ROSITA – Marcos Sotelo drives for hours down a dirt road that cuts through droves of fallen timber, a barren landscape that reaches out to the glum horizon in all directions.

Three small bodies shuffle across the scorched black earth and mangled forest like ghosts haunting the residue of disaster, sprinkling bean seeds about the wasteland in hopes of restoring life to the area.

Sotelo, a representative of the United Nations’ Food and Agricultural Organization (FAO), steps on the brakes, descends from his maroon pickup – ash crunching beneath his boots – and asks the boys where they live.

“We lost our home,” says Bernando Saenz, the taller of the indigenous boys.

Their home was one of 11,000 destroyed when the Category 5 Hurricane Felix that plowed through the area 10 months ago.

These hardened young boys are among the 200,000 whose lives were interrupted by the hurricane that wreaked havoc throughout the North Atlantic Autonomous Region (RAAN) last September.

Driving past mile after mile of ravaged woodland and shattered homes, it appears the disaster might as well have occurred yesterday.

States and non-governmental organizations have poured millions of dollars into the RAAN since the hurricane, with mixed results to show for their efforts. According to the latest report from the RAAN’s regional government council, foreign and Nicaraguan relief efforts have rebuilt about half of the 20,000 homes damaged or destroyed by the hurricane, and more than 1,300 others are still without roofing.

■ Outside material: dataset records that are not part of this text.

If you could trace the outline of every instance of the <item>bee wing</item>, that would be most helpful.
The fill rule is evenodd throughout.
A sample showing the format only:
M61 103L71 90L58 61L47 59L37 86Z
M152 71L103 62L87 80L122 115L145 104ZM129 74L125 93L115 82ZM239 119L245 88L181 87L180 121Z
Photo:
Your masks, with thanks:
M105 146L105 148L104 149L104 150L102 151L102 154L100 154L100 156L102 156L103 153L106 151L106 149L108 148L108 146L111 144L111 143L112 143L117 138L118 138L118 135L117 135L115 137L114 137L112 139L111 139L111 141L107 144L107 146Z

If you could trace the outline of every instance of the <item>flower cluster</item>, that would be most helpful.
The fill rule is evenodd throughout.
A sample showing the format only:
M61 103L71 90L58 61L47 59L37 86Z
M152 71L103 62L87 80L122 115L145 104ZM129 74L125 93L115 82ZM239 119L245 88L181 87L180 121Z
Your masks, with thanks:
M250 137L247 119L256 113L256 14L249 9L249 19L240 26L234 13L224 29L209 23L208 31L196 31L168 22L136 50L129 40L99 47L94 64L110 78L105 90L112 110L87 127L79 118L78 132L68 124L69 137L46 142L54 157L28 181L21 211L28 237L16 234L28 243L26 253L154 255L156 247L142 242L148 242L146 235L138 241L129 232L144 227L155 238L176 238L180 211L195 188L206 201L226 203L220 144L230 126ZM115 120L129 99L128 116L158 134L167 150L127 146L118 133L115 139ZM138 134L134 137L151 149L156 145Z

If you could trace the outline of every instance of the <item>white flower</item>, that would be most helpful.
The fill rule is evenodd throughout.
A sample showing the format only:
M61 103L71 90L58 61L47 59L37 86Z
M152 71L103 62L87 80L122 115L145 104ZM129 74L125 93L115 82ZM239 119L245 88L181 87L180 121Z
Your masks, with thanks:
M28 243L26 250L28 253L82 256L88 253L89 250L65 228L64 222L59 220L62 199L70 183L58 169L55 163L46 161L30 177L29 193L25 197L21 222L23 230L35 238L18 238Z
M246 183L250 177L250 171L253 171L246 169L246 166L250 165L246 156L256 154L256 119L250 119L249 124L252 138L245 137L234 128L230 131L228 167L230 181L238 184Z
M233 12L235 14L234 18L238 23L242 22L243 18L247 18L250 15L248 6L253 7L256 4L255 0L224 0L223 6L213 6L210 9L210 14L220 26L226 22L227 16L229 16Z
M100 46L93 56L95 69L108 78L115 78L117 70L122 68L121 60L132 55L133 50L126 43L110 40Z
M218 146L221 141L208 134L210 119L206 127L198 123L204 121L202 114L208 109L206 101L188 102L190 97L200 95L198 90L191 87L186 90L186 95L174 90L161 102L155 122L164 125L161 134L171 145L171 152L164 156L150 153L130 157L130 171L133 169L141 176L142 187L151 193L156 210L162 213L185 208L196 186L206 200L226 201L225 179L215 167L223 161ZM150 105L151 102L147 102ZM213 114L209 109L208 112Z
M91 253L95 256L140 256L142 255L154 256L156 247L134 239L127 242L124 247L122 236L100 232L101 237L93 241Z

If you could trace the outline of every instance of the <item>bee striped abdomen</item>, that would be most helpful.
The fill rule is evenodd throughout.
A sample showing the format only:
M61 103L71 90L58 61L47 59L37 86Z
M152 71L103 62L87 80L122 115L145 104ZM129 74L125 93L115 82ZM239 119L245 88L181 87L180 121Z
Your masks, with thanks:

Local community leaders, however, give higher estimates for the number of homes still damaged.

In the RAAN, more than 60 percent of the roads are still in poor conditions and many communities are accessible only by river. President Daniel Ortega estimated last October that more than 230 lives were taken by the storm.

In a region where poverty indicators rival Africa’s – 80 percent of the region lived in poverty before the hurricane, according to a United Nations Development Program report – victories are now measured in relative terms.

“The movement of money and resources to the region has been incredible,” says Sotelo, a Nicaraguan agronomist contracted by the FAO to distribute bean seeds in disaster-struck communities.

Sotelo became a key player in the relief effort two months after the hurricane, when experts started warning about the possibility of famine. Ten months after foreign aid donors and emergency responders flooded the region with food and clothing, Sotelo is still putting in 16-hour days, traversing Nicaragua’s worst roads to find out whether the region is starting to recover.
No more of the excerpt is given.